Ketiganya yang merupakan mobil listrik bermain di kelas yang berbeda Mulai melakukan wholesales pada Juni 2024. Penjualan retail BYD di Indonesia mulai tercatat pada Juli 2024.
BYD juga berencana meluncurkan mobil listrik premiumnya, Denza D9, di Indonesia pada awal tahun 2025. Denza D9 akan menjadi penantang Toyota Alphard di segmen MPV premium.
BYD berkomitmen untuk mengembangkan ekosistem kendaraan listrik di Indonesia, dengan cara: mengembangkan jaringan dealer. Lalu berkolaborasi dengan perusahaan lokal, seperti Arista Group, Haka Group, BIPO Auto, dan Harmony Auto. Selain itu membangun ekosistem kendaraan listrik.
Aion
Jenama ini telah mulai menjual mobil di Indonesia, dengan produk pertama yang diluncurkan adalah Aion Y Plus.

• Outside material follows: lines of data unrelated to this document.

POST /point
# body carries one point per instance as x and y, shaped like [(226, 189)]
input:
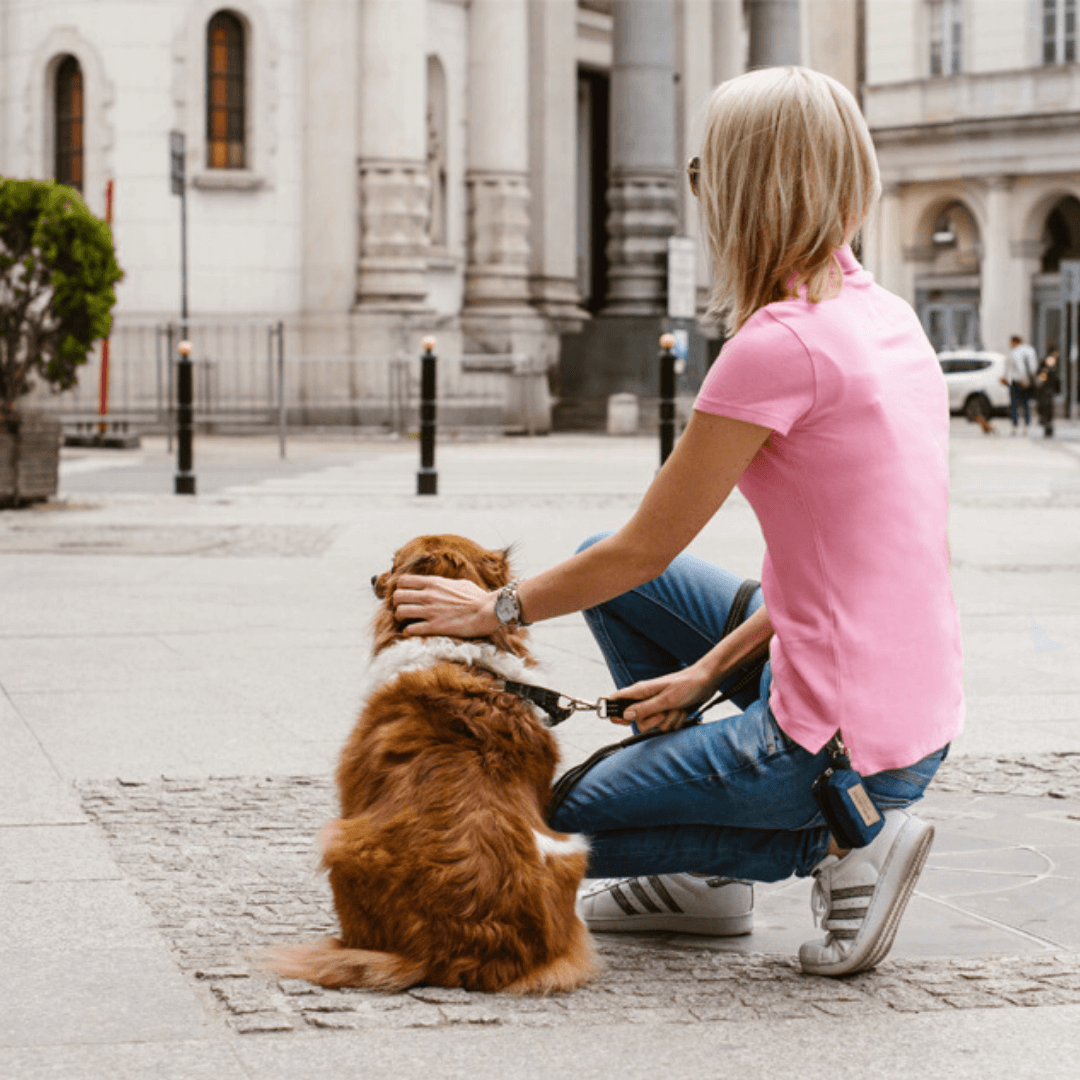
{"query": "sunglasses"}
[(693, 175)]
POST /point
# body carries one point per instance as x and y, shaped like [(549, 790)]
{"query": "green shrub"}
[(57, 269)]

Aion Y Plus dijual dengan harga mulai dari Rp 415 juta.
Aion juga telah menjual mobil listrik lainnya di Indonesia, yaitu: Hyptec: Dijual dengan harga Rp 680 juta, Aion ES: Dijual dengan harga Rp 386 juta
Aion juga berencana untuk memproduksi mobil listrik secara lokal di Indonesia, dengan pabrik yang berlokasi di Cikampek, Jawa Barat. Produksi lokal ini dijadwalkan akan dimulai pada kuartal I tahun 2025.
Aion juga berencana untuk memperluas kerja sama dengan PT PLN (Persero) untuk mengembangkan dan menyediakan Stasiun Pengisian Kendaraan Listrik Umum (SPKLU) di Jakarta.